Facebook has agreed to buy popular messaging app WhatsApp for an astounding $US19 billion: $12 billion in stock, and $US4 billion in cash, plus another $3 billion in restricted stock units to be granted to WhatsApp’s founders and employees that will vest over the next four years.
That’s a deal that pretty much no sane person could say no to.
But this little tidbit indicates that Facebook still needed to sweeten the pot. If the merger falls through, particularly if regulators forbid it, Facebook will still pay WhatsApp $US2 billion: $US1 billion in cash and $US1 billion in stock.
From the press release:
In the event of termination of the Merger Agreement under certain circumstances principally related to a failure to obtain required regulatory approvals, the Merger Agreement provides for Facebook to pay WhatsApp a fee of $US1 billion in cash and to issue to WhatsApp a number of shares of Facebook’s Class A common stock equal to $US1 billion based on the average closing price of the 10 trading days preceding such termination date.
That’s a pretty unusual stipulation.
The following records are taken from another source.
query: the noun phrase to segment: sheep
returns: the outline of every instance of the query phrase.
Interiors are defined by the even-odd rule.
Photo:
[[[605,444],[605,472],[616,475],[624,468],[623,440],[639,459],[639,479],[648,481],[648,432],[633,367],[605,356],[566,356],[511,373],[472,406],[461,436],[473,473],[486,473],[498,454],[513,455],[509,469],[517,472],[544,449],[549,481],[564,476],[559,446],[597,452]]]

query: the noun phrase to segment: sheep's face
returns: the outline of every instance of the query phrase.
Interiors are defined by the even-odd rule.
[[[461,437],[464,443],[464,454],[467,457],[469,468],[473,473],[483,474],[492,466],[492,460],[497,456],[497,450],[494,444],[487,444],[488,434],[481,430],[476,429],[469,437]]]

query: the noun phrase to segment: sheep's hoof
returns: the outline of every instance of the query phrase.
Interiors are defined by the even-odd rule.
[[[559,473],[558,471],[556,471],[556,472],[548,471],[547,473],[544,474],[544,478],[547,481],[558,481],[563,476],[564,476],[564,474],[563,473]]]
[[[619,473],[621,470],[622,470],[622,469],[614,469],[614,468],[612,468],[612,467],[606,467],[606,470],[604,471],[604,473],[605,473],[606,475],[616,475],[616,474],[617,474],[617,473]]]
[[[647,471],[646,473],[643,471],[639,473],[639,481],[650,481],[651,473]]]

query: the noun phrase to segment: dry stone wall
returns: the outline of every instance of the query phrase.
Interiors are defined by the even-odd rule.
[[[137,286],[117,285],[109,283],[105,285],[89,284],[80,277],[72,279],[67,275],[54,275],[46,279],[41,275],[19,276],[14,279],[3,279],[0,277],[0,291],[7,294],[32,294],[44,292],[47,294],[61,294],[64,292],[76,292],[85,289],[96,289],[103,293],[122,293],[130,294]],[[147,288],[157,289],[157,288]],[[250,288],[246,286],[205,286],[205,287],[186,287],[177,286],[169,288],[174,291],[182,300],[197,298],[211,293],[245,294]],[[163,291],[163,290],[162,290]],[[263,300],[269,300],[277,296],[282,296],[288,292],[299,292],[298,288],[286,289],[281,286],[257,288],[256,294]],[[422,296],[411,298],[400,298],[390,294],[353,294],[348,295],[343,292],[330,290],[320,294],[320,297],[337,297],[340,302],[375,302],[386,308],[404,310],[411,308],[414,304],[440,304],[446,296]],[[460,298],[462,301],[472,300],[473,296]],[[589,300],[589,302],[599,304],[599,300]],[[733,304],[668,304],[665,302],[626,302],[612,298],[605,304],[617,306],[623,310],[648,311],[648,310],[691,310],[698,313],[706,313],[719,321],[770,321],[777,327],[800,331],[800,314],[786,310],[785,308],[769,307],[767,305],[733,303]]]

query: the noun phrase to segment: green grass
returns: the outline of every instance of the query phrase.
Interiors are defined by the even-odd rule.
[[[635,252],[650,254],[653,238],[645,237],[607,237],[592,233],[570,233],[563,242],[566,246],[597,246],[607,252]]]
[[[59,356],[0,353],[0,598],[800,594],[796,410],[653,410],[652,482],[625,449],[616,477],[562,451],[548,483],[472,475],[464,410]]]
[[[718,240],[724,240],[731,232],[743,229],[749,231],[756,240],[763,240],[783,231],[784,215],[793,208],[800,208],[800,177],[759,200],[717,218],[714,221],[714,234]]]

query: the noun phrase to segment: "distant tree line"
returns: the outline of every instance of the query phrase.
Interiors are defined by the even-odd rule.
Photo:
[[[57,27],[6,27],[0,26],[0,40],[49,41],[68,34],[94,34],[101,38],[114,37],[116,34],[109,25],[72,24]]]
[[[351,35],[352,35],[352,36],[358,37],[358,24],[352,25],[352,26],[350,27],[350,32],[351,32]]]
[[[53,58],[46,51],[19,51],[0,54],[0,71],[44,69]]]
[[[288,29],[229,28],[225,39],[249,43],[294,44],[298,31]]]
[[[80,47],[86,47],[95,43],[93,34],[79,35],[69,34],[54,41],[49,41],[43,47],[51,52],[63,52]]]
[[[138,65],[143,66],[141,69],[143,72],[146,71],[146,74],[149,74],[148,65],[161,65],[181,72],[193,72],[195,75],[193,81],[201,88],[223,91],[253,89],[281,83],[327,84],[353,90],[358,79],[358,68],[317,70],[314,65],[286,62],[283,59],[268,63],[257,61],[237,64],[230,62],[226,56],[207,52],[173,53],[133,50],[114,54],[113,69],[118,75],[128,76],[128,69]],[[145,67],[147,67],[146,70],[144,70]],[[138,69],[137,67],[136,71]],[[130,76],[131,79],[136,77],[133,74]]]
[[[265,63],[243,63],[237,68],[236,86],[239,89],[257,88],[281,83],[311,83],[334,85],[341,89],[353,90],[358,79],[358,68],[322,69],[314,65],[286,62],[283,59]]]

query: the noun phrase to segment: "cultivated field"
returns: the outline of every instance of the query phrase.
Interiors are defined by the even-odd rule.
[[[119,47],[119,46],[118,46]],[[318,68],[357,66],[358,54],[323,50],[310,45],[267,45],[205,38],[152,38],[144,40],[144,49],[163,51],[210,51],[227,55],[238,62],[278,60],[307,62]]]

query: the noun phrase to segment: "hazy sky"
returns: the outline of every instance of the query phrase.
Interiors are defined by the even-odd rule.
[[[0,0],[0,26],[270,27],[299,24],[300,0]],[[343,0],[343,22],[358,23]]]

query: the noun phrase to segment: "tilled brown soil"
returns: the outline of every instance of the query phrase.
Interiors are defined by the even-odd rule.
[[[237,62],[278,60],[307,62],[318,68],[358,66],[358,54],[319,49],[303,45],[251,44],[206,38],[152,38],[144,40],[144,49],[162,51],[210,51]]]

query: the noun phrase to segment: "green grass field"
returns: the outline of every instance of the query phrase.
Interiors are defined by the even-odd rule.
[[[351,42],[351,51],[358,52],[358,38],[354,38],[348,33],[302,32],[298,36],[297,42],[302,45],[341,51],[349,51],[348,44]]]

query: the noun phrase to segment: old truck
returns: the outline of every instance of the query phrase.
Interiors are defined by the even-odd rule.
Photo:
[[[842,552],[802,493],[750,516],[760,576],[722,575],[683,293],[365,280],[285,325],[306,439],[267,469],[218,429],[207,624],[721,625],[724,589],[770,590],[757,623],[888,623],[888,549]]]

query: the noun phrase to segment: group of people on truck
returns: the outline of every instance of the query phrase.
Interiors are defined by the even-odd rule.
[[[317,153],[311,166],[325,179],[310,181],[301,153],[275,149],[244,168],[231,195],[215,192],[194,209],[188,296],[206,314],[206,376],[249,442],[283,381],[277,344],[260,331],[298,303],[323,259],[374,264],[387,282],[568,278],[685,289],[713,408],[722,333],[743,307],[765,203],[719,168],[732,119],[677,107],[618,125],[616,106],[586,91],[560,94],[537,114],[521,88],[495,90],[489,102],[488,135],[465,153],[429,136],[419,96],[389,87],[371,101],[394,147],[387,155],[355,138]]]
It’s very rare, however, for regulators to out-and-out block a merger.
Our thoughts as to why WhatsApp wanted that as part of the deal: If WhatsApp users flee from the app or stop downloading it while the merger is pending, and the deal falls through, the WhatsApp founders didn’t want to be left with a shattered business.
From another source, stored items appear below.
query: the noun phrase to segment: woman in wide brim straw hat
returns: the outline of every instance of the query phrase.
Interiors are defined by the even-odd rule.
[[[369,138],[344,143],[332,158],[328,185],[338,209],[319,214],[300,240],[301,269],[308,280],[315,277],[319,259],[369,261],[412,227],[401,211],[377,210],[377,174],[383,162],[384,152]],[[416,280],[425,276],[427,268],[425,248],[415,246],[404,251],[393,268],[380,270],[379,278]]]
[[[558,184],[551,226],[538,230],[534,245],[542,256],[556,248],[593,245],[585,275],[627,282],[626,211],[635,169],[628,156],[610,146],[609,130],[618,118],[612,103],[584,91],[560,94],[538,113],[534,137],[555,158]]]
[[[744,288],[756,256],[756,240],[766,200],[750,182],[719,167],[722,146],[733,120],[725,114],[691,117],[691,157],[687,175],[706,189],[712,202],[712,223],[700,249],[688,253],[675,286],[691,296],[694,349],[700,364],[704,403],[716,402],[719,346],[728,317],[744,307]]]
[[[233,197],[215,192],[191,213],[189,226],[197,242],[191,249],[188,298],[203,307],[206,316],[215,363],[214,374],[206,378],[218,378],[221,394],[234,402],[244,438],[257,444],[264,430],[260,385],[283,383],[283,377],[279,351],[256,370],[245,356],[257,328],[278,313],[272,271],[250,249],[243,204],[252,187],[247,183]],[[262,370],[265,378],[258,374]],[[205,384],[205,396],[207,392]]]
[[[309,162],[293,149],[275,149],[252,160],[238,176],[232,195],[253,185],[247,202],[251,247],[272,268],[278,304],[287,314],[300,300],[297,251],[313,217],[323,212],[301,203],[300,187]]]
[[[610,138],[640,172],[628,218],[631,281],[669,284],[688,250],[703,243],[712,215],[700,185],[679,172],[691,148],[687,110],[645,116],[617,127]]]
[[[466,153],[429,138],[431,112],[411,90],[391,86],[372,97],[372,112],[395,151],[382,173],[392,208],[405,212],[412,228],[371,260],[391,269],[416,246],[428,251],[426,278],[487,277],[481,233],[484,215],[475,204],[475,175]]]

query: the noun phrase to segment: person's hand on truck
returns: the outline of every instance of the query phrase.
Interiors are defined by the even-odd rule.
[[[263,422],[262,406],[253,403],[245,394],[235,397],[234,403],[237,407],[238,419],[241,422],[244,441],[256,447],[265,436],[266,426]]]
WhatsApp, which lets people send messages, pictures and videos, has been seen as the poster child as an alternative to Facebook, in part because it vowed that it wouldn’t sell ads.
In December, when it announced that it had reached more 400 million global users, Forbes Parmy Olson described it as being “at the forefront of a global phenomenon in which mobile services appear to be pulling users away from traditional social networks.”